Eu não conheceria o Major se a dona Chica não tivesse renunciado à tesoura para concentrar-se nas atividades de manicure e fofoqueira. Um dia qualquer, cheguei ao salão em que corto os cabelos desde antes de os ter, e o Major era o único profissional disponível. Imediatamente, enquanto tascava máquina três em três quintos da minha superfície capilar, encetou uma conversa para-filosófica sobre a bondade humana – um de seus temas preferidos – baseada nalgum crime particularmente cruel que estivera em evidência.

- O problema do mundo é que algumas pessoas são boas.
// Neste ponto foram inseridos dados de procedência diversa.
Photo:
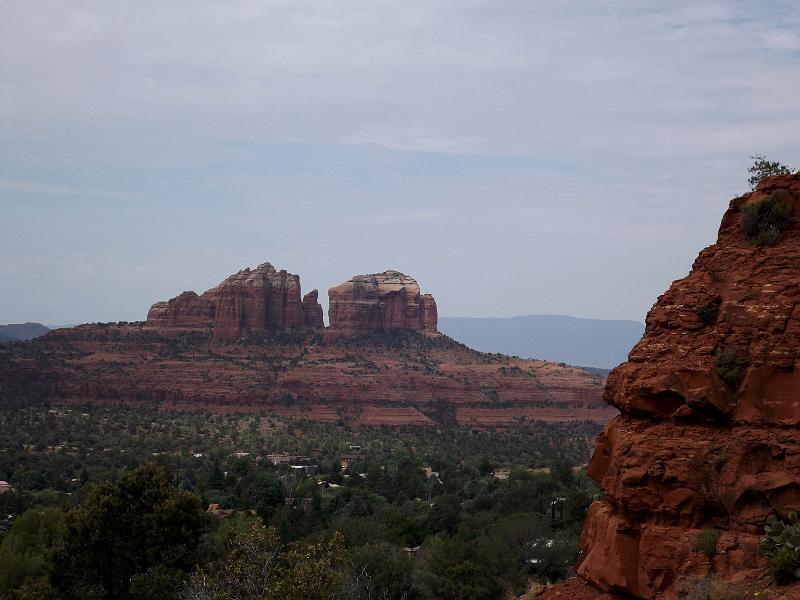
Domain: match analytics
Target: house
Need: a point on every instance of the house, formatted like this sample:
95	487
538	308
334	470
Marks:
219	512
501	474
346	459
309	470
Outras, não.

Frequentemente passo em frente ao salão e vejo Major olhando para a rua parada, ensolarada, pesada. Não é aquele olhar obtuso das ausências introspectivas que todos temos (uns mais que outros), mas a tradução física dos intrincados processos por meio dos quais desvela dentro de si os segredos universais. Nos 17 minutos que leva para me tosquiar, costuma me agraciar com alguma nova descoberta.

- O homem não dominou a natureza só porque é inteligente. Na verdade, estamos aqui hoje porque podemos comer de tudo, qualquer coisa. O tubarão, por exemplo, é um animal perfeito, mas não vingou. E por que não? Porque não come de tudo. Você nunca vai ver um tubarão comendo frango, por exemplo.

Desde então, a imagem do predador marinho mastigando delicadamente um frango que inexplicavelmente foi parar no fundo do mar é, para mim, a melhor alegoria para o declínio do homo sapiens. Que não virá enquanto houver gente como o rapaz que corta cabelos naquela salinha singela, na Asa Sul. Longa vida ao Major!